Сразу после обеда Том и Питер уселись в принадлежавший Пиа «фольксваген» и отправились осматривать Стокгольм. «И Тому удовольствие, – пояснил мне Питер, – и ей хоть какой-то приработок». Я недоуменно на него воззрился. Деньги. Тема денег.
25.
На одной улочке двое, вооружившись кастетами, смертным боем избивали какого-то парня. Питер выскочил из машины, бросился между ними и заговорил, никого не трогая. Потом Том описывал участников драки рассвирепевших, издававших нечленораздельные звуки, с безумными глазами; они наскакивали на Питера, замахивались, угрожая стереть его в порошок, но ударить так и не посмели. Американец умирал от любопытства, ему очень хотелось узнать, что такого наговорил им наш друг, но датчанин в ответ только пожал плечами, «Слова мои не имеют никакого значения, какой смысл их повторять».
26.
Растянувшись на кровати, ты вспомнил, как Альма приказала бросить костыль и пройтись между столиками. Получилось А двумя часами позже ты попытался сделать то же самое уже в собственной комнате, да не тут-то было. Снаружи, на веранде, вполголоса беседуют пациенты. Их слова сливаются в монотонную журчащую мелодию – она успокаивает, от нее тяжелеют веки.

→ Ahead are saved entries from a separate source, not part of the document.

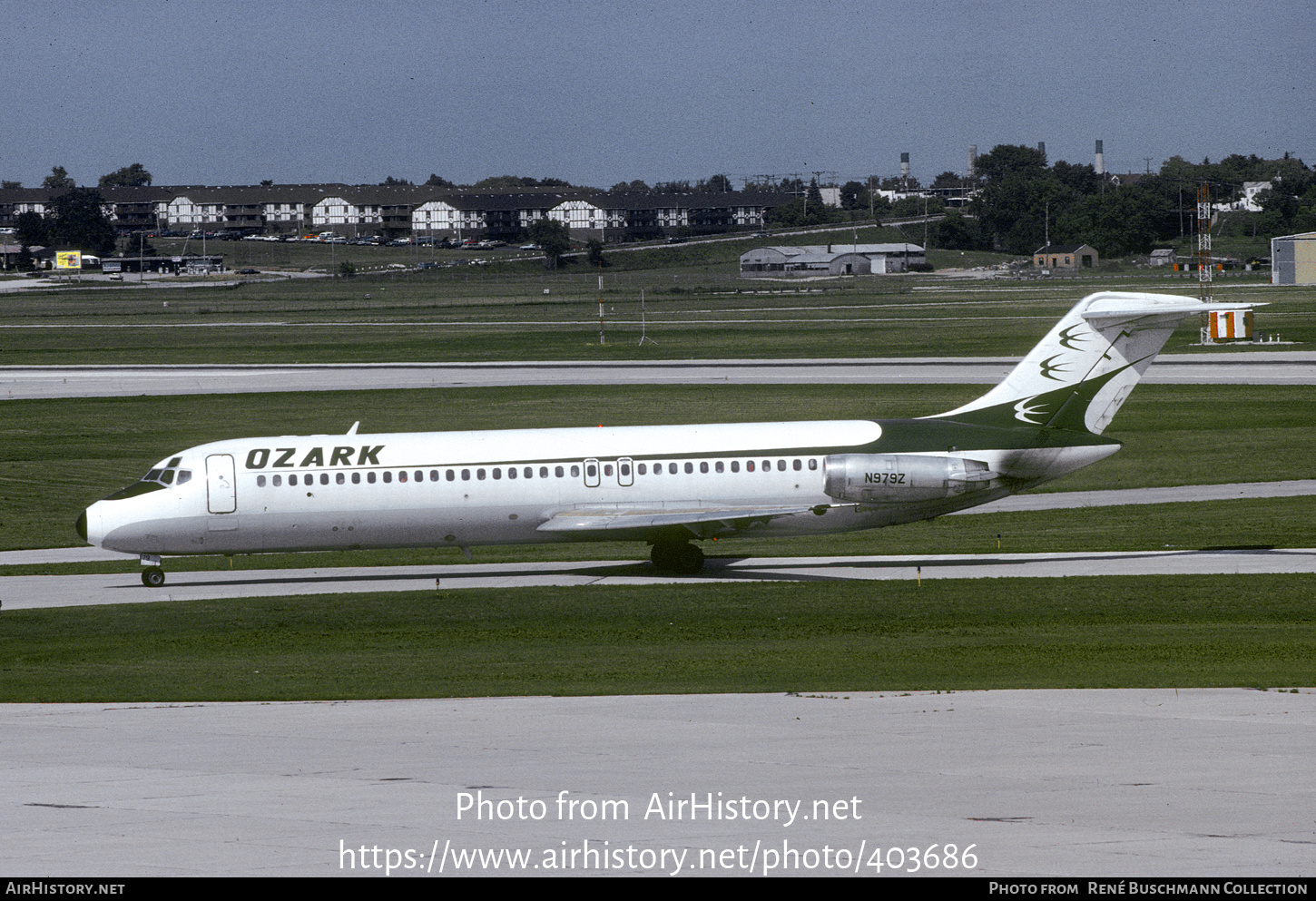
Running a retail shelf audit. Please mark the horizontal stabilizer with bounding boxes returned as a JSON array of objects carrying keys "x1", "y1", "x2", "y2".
[{"x1": 933, "y1": 290, "x2": 1262, "y2": 436}]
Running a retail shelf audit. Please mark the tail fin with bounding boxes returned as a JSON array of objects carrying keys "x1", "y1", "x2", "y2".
[{"x1": 929, "y1": 290, "x2": 1257, "y2": 434}]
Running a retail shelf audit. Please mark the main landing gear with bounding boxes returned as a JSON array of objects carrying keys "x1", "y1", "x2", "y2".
[
  {"x1": 649, "y1": 542, "x2": 704, "y2": 576},
  {"x1": 138, "y1": 553, "x2": 164, "y2": 588}
]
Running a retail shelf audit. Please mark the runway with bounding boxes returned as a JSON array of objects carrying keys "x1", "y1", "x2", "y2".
[
  {"x1": 0, "y1": 548, "x2": 1316, "y2": 611},
  {"x1": 0, "y1": 688, "x2": 1316, "y2": 873},
  {"x1": 0, "y1": 350, "x2": 1316, "y2": 400}
]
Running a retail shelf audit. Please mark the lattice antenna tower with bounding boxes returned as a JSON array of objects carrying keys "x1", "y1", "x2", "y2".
[{"x1": 1193, "y1": 184, "x2": 1214, "y2": 304}]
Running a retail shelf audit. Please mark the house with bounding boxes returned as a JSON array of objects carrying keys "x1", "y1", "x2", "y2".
[{"x1": 1033, "y1": 245, "x2": 1099, "y2": 269}]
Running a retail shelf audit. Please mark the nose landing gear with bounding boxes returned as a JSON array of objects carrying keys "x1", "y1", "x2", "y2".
[{"x1": 649, "y1": 542, "x2": 704, "y2": 576}]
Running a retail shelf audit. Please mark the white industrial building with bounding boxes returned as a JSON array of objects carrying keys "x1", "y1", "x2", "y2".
[{"x1": 1270, "y1": 231, "x2": 1316, "y2": 284}]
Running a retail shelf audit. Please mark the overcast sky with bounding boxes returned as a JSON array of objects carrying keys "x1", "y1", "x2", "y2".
[{"x1": 0, "y1": 0, "x2": 1316, "y2": 188}]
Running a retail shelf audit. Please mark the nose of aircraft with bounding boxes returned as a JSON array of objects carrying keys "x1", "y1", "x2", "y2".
[{"x1": 74, "y1": 501, "x2": 105, "y2": 547}]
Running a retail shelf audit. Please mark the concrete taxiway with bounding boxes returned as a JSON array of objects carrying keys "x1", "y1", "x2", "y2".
[
  {"x1": 0, "y1": 350, "x2": 1316, "y2": 400},
  {"x1": 0, "y1": 690, "x2": 1316, "y2": 878}
]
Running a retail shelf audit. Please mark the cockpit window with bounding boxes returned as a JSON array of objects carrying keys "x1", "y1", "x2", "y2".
[{"x1": 138, "y1": 456, "x2": 192, "y2": 485}]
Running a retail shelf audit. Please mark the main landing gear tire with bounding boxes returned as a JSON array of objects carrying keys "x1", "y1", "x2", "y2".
[{"x1": 649, "y1": 544, "x2": 704, "y2": 576}]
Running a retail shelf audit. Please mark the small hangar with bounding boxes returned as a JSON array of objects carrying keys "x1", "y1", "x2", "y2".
[{"x1": 740, "y1": 243, "x2": 928, "y2": 279}]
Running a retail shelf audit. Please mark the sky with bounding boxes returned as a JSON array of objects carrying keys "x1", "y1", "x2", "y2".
[{"x1": 0, "y1": 0, "x2": 1316, "y2": 188}]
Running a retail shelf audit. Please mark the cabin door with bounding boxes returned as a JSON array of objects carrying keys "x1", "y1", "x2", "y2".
[{"x1": 205, "y1": 454, "x2": 238, "y2": 513}]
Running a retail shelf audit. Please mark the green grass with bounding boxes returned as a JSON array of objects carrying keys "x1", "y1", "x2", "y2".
[
  {"x1": 0, "y1": 261, "x2": 1316, "y2": 365},
  {"x1": 0, "y1": 386, "x2": 1316, "y2": 553},
  {"x1": 0, "y1": 576, "x2": 1316, "y2": 702}
]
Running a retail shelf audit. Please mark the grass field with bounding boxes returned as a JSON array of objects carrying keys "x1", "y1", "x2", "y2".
[
  {"x1": 0, "y1": 267, "x2": 1316, "y2": 702},
  {"x1": 0, "y1": 576, "x2": 1316, "y2": 702},
  {"x1": 0, "y1": 250, "x2": 1316, "y2": 365},
  {"x1": 0, "y1": 386, "x2": 1316, "y2": 559}
]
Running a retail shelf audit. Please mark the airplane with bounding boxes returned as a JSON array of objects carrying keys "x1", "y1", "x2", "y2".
[{"x1": 76, "y1": 290, "x2": 1252, "y2": 587}]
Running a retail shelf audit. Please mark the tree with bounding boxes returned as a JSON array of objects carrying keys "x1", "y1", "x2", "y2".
[
  {"x1": 527, "y1": 219, "x2": 571, "y2": 269},
  {"x1": 15, "y1": 213, "x2": 50, "y2": 248},
  {"x1": 41, "y1": 166, "x2": 78, "y2": 191},
  {"x1": 100, "y1": 163, "x2": 152, "y2": 188},
  {"x1": 841, "y1": 181, "x2": 869, "y2": 209},
  {"x1": 977, "y1": 143, "x2": 1046, "y2": 184},
  {"x1": 50, "y1": 188, "x2": 114, "y2": 254}
]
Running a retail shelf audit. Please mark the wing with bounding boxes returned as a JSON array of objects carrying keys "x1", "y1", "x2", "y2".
[{"x1": 538, "y1": 505, "x2": 827, "y2": 539}]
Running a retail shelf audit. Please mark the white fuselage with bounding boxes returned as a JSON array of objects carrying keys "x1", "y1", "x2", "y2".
[{"x1": 85, "y1": 419, "x2": 1114, "y2": 555}]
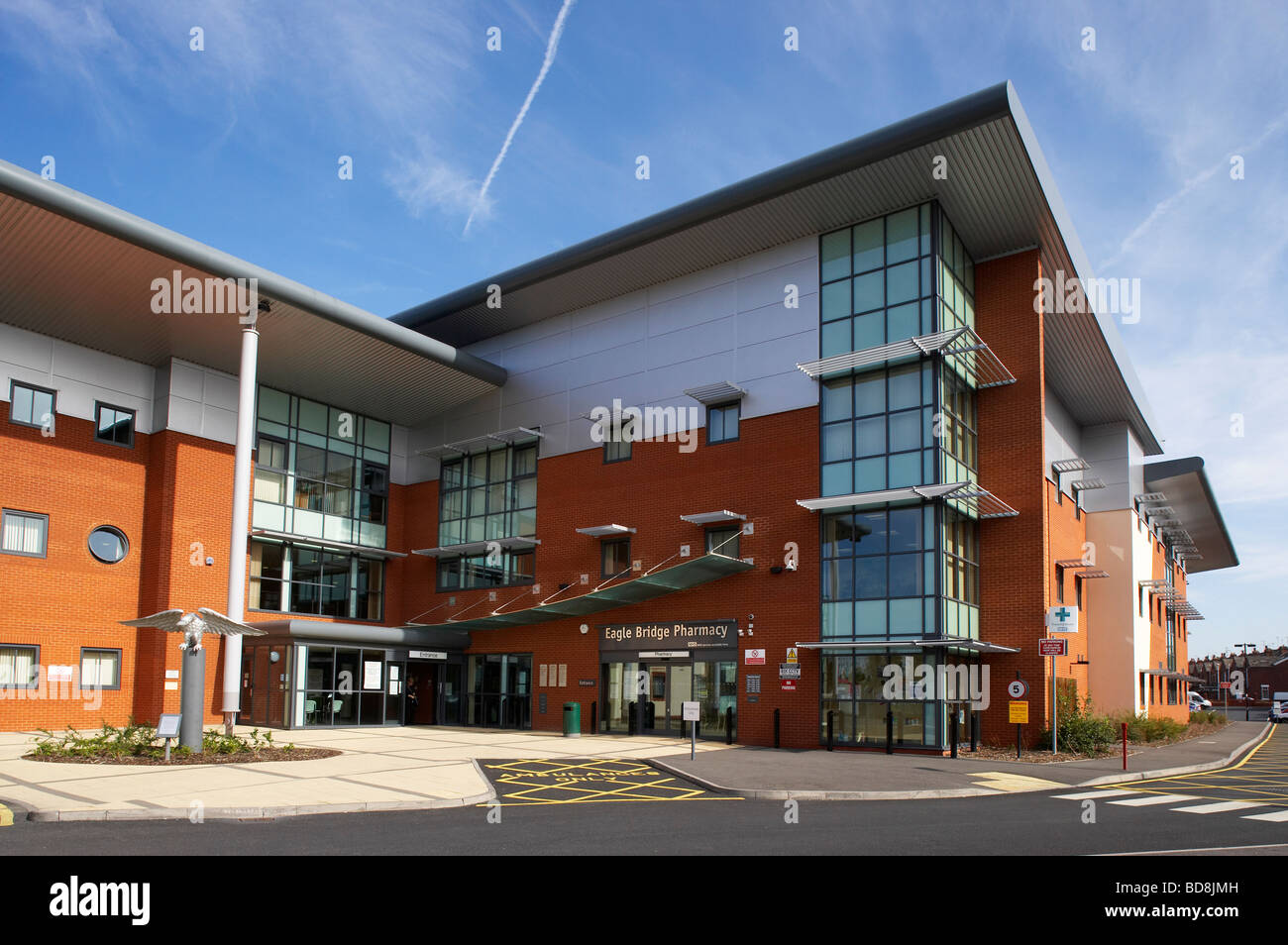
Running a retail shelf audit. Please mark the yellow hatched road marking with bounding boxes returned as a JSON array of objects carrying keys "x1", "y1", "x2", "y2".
[{"x1": 480, "y1": 759, "x2": 742, "y2": 807}]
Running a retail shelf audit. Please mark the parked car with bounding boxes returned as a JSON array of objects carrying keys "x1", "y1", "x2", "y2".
[{"x1": 1270, "y1": 692, "x2": 1288, "y2": 725}]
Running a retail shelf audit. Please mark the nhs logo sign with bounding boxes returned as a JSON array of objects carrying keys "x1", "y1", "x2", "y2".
[{"x1": 1046, "y1": 604, "x2": 1078, "y2": 633}]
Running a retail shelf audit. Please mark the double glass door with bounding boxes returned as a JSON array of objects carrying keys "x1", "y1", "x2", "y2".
[{"x1": 600, "y1": 661, "x2": 738, "y2": 738}]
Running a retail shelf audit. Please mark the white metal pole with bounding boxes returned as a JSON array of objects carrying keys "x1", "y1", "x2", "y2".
[{"x1": 223, "y1": 321, "x2": 259, "y2": 734}]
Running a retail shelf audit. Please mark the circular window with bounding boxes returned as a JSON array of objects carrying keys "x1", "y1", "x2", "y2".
[{"x1": 89, "y1": 525, "x2": 130, "y2": 564}]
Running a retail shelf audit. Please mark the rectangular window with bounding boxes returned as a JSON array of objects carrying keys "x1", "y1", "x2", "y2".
[
  {"x1": 0, "y1": 508, "x2": 49, "y2": 558},
  {"x1": 0, "y1": 644, "x2": 40, "y2": 688},
  {"x1": 604, "y1": 426, "x2": 631, "y2": 463},
  {"x1": 9, "y1": 381, "x2": 58, "y2": 433},
  {"x1": 599, "y1": 538, "x2": 631, "y2": 578},
  {"x1": 94, "y1": 400, "x2": 134, "y2": 447},
  {"x1": 707, "y1": 400, "x2": 742, "y2": 446},
  {"x1": 707, "y1": 525, "x2": 742, "y2": 558},
  {"x1": 248, "y1": 541, "x2": 385, "y2": 620},
  {"x1": 80, "y1": 646, "x2": 121, "y2": 688},
  {"x1": 438, "y1": 441, "x2": 537, "y2": 577},
  {"x1": 254, "y1": 386, "x2": 391, "y2": 547}
]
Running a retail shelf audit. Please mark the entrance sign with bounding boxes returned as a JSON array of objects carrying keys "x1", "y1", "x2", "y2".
[
  {"x1": 1046, "y1": 604, "x2": 1078, "y2": 633},
  {"x1": 596, "y1": 620, "x2": 738, "y2": 650}
]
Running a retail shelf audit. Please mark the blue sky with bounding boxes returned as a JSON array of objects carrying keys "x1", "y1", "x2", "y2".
[{"x1": 0, "y1": 0, "x2": 1288, "y2": 656}]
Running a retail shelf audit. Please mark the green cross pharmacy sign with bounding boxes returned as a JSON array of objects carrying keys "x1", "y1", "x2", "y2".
[{"x1": 1046, "y1": 604, "x2": 1078, "y2": 633}]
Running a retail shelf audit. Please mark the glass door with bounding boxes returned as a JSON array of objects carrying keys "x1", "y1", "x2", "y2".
[{"x1": 385, "y1": 662, "x2": 411, "y2": 725}]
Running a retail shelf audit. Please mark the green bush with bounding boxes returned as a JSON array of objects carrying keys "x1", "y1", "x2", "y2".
[
  {"x1": 33, "y1": 718, "x2": 280, "y2": 759},
  {"x1": 1038, "y1": 692, "x2": 1121, "y2": 755}
]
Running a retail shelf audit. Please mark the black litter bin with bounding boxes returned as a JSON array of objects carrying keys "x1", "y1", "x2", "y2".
[{"x1": 564, "y1": 701, "x2": 581, "y2": 738}]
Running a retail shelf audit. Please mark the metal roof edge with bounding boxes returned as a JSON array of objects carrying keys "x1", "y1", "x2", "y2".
[
  {"x1": 1143, "y1": 456, "x2": 1239, "y2": 568},
  {"x1": 1006, "y1": 81, "x2": 1163, "y2": 456},
  {"x1": 0, "y1": 159, "x2": 506, "y2": 386},
  {"x1": 389, "y1": 82, "x2": 1010, "y2": 328}
]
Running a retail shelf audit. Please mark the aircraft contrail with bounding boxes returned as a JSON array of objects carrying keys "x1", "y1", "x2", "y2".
[{"x1": 461, "y1": 0, "x2": 577, "y2": 236}]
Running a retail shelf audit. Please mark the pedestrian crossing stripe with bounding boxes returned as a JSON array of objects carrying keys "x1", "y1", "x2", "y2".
[
  {"x1": 1172, "y1": 800, "x2": 1265, "y2": 813},
  {"x1": 1109, "y1": 794, "x2": 1203, "y2": 807}
]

В подобном состоянии – на грани сна и бодрствования – в памяти всплывают полузабытые образы, выстраиваясь постепенно в легион. Вот твоя вытянувшаяся в струнку, будто сосенка, воля. Со всех сторон обрушиваются на нее вихри но она, несгибаемая, не поддается им, изо всех сил тянется кверху
Не меняя тона, на веранде заговорили, кажется о Египте Все ближе накатывает поток ясной речи, уже позабытой и еще не родившейся.
Должно быть ты все глубже погружаешься в сон, и должно быть, никогда еще бодрствование твое не было столь полным.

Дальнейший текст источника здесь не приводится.